Philosophy Friday: On Gratitude
“Perhaps one day this sorrow might one day bring delight.” – Seneca
Why don’t we live in a mansion, have millions of dollars or be as good looking as our acquaintances on social media? We love to compare ourselves to people who have more than us―always thinking about what we don’t have but think we deserve.
That’s human nature. We are descendants of thousands of generations of people who lived in small tribes. Life on the savannah was harsh. Our ancestors were hyperaware as to their relative status within the tribe. Even a slight drop in standing could mean less food and resources and spell disaster for their survival. Our brains are hard-wired into comparative-status thinking.

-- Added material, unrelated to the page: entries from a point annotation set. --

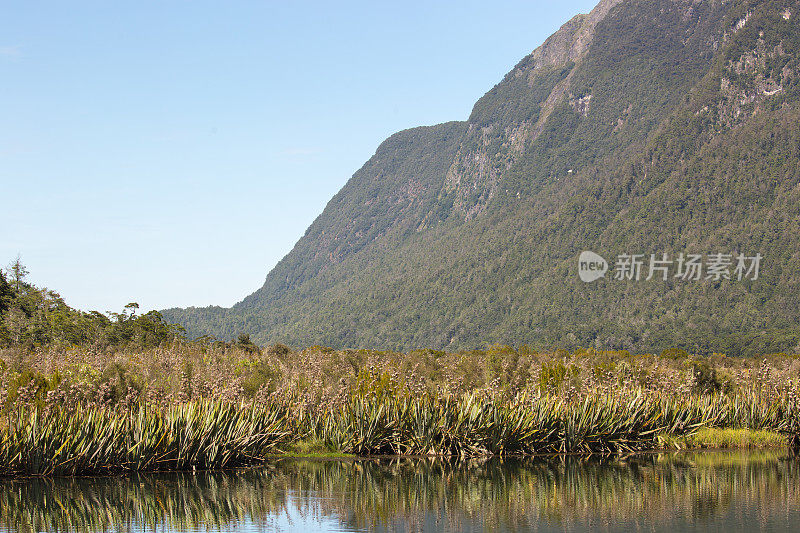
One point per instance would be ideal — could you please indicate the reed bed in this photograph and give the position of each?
(215, 434)
(196, 435)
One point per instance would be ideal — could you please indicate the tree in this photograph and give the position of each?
(17, 272)
(6, 294)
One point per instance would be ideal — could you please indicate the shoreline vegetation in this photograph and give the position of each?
(85, 393)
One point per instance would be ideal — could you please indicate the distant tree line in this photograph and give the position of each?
(32, 317)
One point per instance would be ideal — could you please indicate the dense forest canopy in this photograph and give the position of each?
(645, 127)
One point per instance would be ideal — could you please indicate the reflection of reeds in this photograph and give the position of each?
(507, 494)
(200, 434)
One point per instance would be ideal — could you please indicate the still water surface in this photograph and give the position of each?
(713, 491)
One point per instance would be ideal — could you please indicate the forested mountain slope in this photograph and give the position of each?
(646, 127)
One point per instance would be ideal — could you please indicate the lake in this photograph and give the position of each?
(710, 491)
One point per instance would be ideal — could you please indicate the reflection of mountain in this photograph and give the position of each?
(493, 495)
(645, 127)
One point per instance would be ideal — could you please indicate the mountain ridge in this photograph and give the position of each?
(645, 126)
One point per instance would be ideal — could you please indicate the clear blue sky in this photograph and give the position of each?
(171, 152)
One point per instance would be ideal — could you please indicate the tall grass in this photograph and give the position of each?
(204, 434)
(215, 434)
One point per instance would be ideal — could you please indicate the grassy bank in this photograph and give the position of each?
(219, 406)
(214, 434)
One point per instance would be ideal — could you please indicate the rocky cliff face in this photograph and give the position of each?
(646, 126)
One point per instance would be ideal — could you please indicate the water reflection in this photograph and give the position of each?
(703, 491)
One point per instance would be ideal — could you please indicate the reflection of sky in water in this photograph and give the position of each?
(682, 492)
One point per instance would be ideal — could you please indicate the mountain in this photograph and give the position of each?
(645, 127)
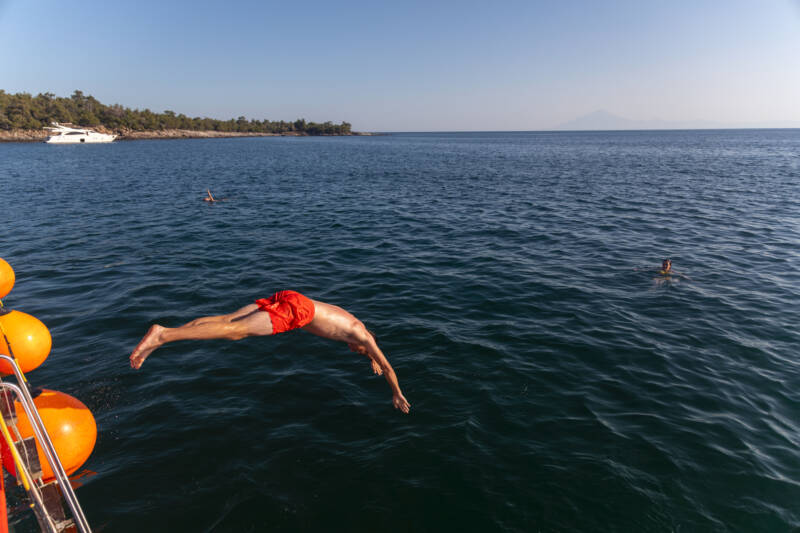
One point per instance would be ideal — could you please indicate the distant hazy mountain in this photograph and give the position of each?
(603, 120)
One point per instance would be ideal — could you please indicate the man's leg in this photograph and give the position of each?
(246, 322)
(244, 311)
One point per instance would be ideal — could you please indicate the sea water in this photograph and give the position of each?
(557, 381)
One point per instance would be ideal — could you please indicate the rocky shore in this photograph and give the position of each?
(126, 134)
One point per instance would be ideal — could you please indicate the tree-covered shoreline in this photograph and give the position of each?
(22, 111)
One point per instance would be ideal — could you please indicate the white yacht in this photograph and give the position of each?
(62, 134)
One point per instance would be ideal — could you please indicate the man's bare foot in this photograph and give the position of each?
(149, 342)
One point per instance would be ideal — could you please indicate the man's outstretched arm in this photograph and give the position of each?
(376, 355)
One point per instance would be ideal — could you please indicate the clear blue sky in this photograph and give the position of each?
(415, 66)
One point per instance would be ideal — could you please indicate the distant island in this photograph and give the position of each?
(22, 117)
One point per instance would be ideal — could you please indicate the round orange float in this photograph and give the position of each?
(29, 338)
(71, 427)
(7, 278)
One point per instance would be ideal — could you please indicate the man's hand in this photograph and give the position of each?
(401, 403)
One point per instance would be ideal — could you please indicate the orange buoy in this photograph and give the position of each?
(29, 338)
(7, 278)
(71, 427)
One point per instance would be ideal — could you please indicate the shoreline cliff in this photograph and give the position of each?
(21, 135)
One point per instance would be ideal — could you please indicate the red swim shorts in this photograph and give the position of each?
(288, 310)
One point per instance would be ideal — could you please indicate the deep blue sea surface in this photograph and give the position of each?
(557, 382)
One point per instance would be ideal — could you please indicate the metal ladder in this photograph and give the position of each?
(44, 497)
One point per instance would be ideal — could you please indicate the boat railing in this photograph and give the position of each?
(34, 487)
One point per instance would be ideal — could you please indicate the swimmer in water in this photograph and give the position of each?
(283, 311)
(210, 197)
(667, 274)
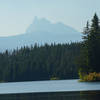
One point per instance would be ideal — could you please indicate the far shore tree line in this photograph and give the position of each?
(55, 61)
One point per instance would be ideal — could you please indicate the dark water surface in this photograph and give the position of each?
(50, 90)
(89, 95)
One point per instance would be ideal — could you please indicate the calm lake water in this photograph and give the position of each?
(50, 90)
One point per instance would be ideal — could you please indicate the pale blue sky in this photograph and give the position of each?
(17, 15)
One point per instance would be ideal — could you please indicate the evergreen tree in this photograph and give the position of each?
(90, 53)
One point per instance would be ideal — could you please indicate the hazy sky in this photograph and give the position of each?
(17, 15)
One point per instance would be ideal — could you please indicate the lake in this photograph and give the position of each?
(50, 90)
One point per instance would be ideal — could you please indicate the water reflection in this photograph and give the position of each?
(90, 95)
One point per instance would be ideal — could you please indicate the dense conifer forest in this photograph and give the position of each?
(55, 61)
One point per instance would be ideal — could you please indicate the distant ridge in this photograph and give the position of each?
(41, 31)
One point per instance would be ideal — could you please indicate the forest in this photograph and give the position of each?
(55, 61)
(46, 62)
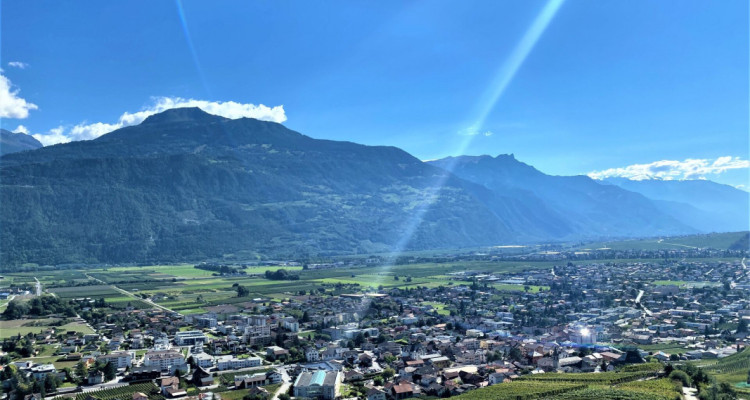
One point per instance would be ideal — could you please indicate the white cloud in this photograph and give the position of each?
(474, 132)
(12, 106)
(54, 136)
(227, 109)
(18, 64)
(690, 168)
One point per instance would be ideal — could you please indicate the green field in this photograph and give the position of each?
(23, 326)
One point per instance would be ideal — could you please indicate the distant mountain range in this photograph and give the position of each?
(11, 142)
(184, 185)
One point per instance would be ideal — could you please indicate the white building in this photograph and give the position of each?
(224, 363)
(120, 359)
(166, 360)
(203, 360)
(318, 384)
(190, 338)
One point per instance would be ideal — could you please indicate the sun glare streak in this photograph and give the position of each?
(191, 47)
(496, 89)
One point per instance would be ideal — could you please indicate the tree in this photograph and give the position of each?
(680, 376)
(515, 354)
(242, 291)
(110, 371)
(81, 371)
(742, 327)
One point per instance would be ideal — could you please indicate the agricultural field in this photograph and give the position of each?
(520, 390)
(15, 327)
(712, 240)
(608, 385)
(732, 370)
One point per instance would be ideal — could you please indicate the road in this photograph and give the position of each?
(129, 294)
(286, 381)
(639, 304)
(689, 393)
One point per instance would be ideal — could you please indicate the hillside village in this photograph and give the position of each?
(393, 344)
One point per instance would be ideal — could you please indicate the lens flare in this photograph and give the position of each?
(500, 82)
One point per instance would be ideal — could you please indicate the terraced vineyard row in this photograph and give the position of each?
(601, 393)
(517, 390)
(604, 378)
(124, 392)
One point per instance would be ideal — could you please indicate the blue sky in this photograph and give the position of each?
(607, 85)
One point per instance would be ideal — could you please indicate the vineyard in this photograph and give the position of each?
(652, 367)
(736, 362)
(600, 393)
(584, 389)
(518, 390)
(123, 393)
(604, 378)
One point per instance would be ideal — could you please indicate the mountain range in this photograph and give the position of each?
(186, 185)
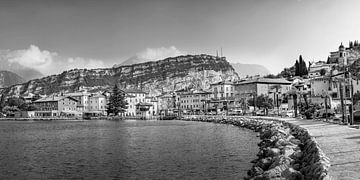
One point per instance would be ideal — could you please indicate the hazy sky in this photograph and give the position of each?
(103, 32)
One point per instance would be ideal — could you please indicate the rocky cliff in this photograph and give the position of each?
(244, 70)
(196, 71)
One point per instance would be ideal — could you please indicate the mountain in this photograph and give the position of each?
(196, 71)
(244, 70)
(8, 78)
(132, 60)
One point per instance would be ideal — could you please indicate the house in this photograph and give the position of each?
(167, 103)
(97, 104)
(143, 110)
(133, 97)
(320, 68)
(154, 102)
(194, 101)
(56, 106)
(223, 90)
(83, 100)
(273, 88)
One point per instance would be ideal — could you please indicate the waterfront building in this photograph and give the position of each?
(56, 106)
(133, 97)
(155, 105)
(194, 101)
(223, 90)
(168, 103)
(345, 55)
(320, 68)
(97, 104)
(83, 100)
(262, 86)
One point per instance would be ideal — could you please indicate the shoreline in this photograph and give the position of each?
(286, 150)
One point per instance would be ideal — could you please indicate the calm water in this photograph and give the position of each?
(124, 150)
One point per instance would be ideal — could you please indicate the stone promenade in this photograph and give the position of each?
(340, 143)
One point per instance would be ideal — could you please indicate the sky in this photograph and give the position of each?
(54, 35)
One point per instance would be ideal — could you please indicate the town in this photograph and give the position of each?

Today we no longer live in small tribes. Our survival isn’t threatened when we lose social capital. As a trait, comparative thinking is no longer serving us well. In our modern world it’s a cludge; a hindrance. It creates unnecessary anxiety and misery.
The antidote is gratitude. It’s worthwhile reflecting on how lucky we are what we do have. We are fortunate even to be alive. And to live during this marvellous time. Life, in general, is pretty good. Yes, there is a pandemic, and the economy is in trouble, but if we are honest with ourselves, would we want to live in any other period? The most advanced medical treatments, even for emperors, often involved herbs, bloodletting and leeches. Amazingly, anaesthetics were only discovered in the 19th century. For most of history, the excruciating pain during surgical procedures had to be borne by the patient. Let’s be grateful for living in the 21st century!
Let’s be grateful for the people we have in our lives and the experiences we’ve had – even the painful ones. They too, have shaped us into who we are today.
Gratitude leads to happiness.
“Cultivate the habit of being grateful for every good thing that comes to you, and to give thanks continuously. And because all things have contributed to your advancement, you should include all things in your gratitude.”